La setlist s'appuyait fortement sur le matériel des albums de West post-2008,808 et chagrinà traversYeezus. C'est une musique rythmée, bien sûr, mais elle est dure et pas facile à danser ; ce n'est pas de la musique de fête. Nous savons que West est, comme il pourrait le dire,découpé dans un textile différent, mais quand on le voit en concert, sa rupture avec la philosophie traditionnelle du rap « agitez-les comme si vous ne vous en souciiez pas » est particulièrement frappante. Des tubes comme « Can't Tell Me Nothing » ont été dépouillés de leurs accroches ; il a livré une version ascétique de cette chanson, avec le rythme et la basse tirés pendant de longues périodes. Le concert le plus proche de la fête a été le doublé final de « Good Life » et « Bound 2 », que West a interprété sans son masque, tout en frappant les mains des fans. Mais cela semblait gratuit : le cœur d'un spectacle de Kanye, le cœur de l'art de Kanye, réside dans des chansons comme "I'm in It" et "Blood on the Leaves", deux des moments forts de la soirée d'hier, qui mélangent provocation, sexe, la misogynie et la confession, et les met sur une musique sombre, abrasive et grandiose. Ce sont de beaux cauchemars.

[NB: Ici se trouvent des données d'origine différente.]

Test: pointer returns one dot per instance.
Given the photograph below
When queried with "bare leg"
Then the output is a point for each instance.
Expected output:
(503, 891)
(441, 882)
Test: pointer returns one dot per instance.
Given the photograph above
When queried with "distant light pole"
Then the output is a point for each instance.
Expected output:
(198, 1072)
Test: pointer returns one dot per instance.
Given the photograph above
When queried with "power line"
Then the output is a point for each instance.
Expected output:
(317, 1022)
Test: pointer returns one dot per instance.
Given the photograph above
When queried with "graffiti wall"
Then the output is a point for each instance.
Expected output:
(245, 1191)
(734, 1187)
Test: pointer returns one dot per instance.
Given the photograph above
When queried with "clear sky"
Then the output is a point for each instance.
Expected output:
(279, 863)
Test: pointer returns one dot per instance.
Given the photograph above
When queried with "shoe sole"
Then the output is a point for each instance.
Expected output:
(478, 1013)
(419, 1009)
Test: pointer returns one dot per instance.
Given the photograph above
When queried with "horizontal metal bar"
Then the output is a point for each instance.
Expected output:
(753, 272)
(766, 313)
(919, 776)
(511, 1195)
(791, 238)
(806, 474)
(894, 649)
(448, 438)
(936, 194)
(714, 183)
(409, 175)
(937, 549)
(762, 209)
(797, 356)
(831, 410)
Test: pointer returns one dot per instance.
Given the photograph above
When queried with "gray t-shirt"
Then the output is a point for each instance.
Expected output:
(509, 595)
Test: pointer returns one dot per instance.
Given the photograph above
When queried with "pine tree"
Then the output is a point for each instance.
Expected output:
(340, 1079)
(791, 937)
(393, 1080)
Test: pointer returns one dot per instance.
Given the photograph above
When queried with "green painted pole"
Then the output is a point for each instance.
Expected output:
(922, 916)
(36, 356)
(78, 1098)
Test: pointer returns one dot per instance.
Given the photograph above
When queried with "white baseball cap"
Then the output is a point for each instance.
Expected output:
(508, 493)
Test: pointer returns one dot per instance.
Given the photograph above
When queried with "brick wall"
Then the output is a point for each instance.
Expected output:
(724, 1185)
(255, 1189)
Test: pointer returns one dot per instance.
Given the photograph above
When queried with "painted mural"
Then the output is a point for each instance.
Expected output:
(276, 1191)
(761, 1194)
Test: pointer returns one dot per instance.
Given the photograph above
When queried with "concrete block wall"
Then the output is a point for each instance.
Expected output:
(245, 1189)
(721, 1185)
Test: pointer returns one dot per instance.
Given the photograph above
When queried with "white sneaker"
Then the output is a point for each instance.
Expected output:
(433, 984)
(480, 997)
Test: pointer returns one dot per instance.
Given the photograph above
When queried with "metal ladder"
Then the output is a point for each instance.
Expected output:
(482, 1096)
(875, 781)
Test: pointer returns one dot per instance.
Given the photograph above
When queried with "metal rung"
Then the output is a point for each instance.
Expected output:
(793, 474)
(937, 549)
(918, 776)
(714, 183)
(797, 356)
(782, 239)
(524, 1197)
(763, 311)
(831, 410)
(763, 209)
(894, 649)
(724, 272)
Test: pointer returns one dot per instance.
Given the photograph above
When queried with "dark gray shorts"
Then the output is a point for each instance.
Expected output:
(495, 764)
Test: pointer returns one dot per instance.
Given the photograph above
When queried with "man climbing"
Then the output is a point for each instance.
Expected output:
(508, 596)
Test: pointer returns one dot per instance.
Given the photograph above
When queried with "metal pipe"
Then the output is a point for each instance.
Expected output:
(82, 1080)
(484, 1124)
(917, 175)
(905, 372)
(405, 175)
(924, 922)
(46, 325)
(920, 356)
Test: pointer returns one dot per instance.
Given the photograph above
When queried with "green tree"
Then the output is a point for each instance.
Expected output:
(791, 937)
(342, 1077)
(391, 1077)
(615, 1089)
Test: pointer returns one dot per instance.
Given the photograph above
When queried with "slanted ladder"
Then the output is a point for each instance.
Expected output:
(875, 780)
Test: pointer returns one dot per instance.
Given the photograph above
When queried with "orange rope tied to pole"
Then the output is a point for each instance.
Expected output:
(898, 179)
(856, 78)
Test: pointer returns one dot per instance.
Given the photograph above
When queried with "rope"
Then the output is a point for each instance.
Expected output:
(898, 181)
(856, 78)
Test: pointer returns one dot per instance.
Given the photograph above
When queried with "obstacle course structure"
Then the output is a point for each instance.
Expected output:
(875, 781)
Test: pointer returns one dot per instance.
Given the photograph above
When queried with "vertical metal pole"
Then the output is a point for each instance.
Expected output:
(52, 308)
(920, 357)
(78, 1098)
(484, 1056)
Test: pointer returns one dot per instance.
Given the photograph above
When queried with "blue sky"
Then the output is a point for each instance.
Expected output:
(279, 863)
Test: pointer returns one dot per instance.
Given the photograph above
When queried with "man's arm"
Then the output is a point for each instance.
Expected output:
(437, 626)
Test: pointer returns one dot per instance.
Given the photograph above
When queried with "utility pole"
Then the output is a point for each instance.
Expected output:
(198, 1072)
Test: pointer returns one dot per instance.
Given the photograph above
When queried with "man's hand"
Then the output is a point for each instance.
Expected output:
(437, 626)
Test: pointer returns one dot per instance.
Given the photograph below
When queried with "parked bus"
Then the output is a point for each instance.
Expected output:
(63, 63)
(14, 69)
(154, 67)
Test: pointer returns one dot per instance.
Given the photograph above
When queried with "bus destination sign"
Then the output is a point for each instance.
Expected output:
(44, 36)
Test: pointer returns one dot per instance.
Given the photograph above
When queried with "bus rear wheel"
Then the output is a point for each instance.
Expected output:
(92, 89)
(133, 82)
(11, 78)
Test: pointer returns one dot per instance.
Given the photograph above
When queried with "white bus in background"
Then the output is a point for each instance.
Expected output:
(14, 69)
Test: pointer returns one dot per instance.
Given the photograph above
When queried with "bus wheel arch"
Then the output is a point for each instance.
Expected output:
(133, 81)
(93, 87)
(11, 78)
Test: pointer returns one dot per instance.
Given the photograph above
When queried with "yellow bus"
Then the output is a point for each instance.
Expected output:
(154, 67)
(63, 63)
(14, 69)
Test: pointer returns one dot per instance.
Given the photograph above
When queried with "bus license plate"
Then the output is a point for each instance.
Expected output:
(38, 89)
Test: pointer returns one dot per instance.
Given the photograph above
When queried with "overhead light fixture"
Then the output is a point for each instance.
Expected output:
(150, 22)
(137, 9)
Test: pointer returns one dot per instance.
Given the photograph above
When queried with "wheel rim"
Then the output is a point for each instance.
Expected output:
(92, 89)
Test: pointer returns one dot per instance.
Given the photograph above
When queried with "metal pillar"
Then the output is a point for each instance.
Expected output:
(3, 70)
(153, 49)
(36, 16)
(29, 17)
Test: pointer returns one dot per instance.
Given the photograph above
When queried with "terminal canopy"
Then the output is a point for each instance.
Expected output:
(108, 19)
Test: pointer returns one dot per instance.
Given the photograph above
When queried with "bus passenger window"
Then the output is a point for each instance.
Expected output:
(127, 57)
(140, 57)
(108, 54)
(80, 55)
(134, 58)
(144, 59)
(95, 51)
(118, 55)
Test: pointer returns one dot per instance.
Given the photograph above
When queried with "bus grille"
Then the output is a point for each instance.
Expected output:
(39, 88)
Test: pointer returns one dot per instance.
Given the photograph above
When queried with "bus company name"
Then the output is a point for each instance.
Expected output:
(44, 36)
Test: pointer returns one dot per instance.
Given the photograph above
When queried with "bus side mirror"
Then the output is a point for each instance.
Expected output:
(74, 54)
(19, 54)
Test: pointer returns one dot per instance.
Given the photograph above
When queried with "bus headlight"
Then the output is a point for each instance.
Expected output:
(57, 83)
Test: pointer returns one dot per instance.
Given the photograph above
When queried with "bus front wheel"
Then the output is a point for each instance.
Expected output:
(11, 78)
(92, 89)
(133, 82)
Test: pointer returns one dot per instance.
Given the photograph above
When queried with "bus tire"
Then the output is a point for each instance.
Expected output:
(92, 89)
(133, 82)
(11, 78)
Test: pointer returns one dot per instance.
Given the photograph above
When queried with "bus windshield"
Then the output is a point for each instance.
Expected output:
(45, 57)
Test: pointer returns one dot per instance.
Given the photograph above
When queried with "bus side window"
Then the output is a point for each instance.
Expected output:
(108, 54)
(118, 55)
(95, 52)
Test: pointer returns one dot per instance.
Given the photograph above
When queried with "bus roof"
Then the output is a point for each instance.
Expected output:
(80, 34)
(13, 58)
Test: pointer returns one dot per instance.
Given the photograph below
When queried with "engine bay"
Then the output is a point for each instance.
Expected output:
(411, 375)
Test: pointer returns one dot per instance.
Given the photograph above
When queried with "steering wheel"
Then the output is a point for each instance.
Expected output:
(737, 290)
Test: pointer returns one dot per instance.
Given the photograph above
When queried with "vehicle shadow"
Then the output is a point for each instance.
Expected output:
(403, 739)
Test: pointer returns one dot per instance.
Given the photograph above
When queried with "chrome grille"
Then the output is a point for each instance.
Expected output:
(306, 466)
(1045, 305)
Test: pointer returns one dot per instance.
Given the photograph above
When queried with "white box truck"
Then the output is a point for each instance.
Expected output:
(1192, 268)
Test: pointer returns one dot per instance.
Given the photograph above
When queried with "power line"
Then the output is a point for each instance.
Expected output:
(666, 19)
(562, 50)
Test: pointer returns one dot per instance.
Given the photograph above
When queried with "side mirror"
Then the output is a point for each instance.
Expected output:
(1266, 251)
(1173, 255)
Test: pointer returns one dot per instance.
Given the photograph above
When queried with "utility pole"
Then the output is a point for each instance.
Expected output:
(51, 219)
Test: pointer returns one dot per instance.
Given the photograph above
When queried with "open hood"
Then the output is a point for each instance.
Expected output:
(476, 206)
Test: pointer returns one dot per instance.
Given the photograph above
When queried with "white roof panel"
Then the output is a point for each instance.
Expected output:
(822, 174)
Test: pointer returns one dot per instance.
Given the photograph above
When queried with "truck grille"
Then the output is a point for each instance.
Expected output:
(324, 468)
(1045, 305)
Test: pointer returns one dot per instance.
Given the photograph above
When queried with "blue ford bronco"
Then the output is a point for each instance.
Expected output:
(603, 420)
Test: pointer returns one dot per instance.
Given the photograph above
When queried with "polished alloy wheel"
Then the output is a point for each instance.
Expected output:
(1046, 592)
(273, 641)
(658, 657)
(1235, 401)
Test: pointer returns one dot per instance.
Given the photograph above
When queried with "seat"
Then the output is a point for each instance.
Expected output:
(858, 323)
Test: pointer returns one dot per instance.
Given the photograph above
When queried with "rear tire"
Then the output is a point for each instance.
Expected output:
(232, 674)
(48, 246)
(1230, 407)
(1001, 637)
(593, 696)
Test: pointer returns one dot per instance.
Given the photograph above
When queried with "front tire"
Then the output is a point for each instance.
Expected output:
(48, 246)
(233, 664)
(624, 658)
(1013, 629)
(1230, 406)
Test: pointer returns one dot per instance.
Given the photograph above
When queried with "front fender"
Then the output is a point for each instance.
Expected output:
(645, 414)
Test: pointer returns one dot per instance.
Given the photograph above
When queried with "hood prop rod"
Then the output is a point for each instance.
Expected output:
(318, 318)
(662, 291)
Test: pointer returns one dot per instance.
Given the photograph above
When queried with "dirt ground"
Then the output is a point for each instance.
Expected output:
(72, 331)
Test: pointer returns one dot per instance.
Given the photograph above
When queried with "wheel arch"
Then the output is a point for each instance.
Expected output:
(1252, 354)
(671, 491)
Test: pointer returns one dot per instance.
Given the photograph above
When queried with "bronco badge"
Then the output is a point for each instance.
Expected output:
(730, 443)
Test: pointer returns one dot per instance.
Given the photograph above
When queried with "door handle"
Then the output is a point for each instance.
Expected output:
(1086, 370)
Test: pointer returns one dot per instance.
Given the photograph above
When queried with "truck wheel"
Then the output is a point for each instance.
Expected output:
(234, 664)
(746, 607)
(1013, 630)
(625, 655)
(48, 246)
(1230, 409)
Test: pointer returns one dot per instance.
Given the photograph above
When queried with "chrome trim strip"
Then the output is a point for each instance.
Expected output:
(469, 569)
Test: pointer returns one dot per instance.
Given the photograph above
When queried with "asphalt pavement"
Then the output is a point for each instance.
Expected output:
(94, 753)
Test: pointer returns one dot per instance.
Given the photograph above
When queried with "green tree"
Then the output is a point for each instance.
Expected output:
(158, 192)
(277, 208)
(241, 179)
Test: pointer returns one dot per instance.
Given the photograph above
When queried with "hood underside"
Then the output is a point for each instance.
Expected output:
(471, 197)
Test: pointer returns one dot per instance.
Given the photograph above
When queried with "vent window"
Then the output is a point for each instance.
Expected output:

Bien sûr, West ne faisait pas que rapper. » Il a râlé. Les coups de gueule sont des pièces maîtresses duYeezusspectacles; ils arrivent comme sur des roulettes, tous les soirs, tout comme les histoires folkloriques de Bruce Springsteen, et abordent invariablement des sujets comme les médias, « mes interviews » et la fausseté des autres célébrités – ou la fausseté de tout le monde, point final. Ils sont une forme d'art en soi, une combinaison fascinante de bile non filtrée, de hokum d'entraide post-Oprah et de noms de snobs artistiques. Chez Barclays, Kanye était furieux contre un milliardaire injurieux qui lui avait offert des conseils de carrière non sollicités et avait crié au cinéaste chilien Alejandro Jodorowsky. Certaines des musiques les plus captivantes de la soirée sont venues lors de la première discussion de la soirée, lorsque West a aboyé et chantonné sur des accords de piano gospel retentissants avec une voix modifiée par Auto-Tune. C'était un joli son fantomatique. C'était étrange, mais aussi familier, rappelant les homélies de l'église noire ; c'était Kanye en tant que prédicateur cyborg dérangé. Dans un discours ultérieur, West a conseillé au public de se fier à son propre instinct et d’ignorer les conseils des voyants autoproclamés. "Ne m'écoute même pas!" il a pleuré. Mais en 2013, c’est impossible. On ne peut s'empêcher d'entendre Kanye West : sa voix forte et livide coupe le vacarme culturel. Qu’on l’aime ou qu’on le déteste, cela rend l’écoute convaincante.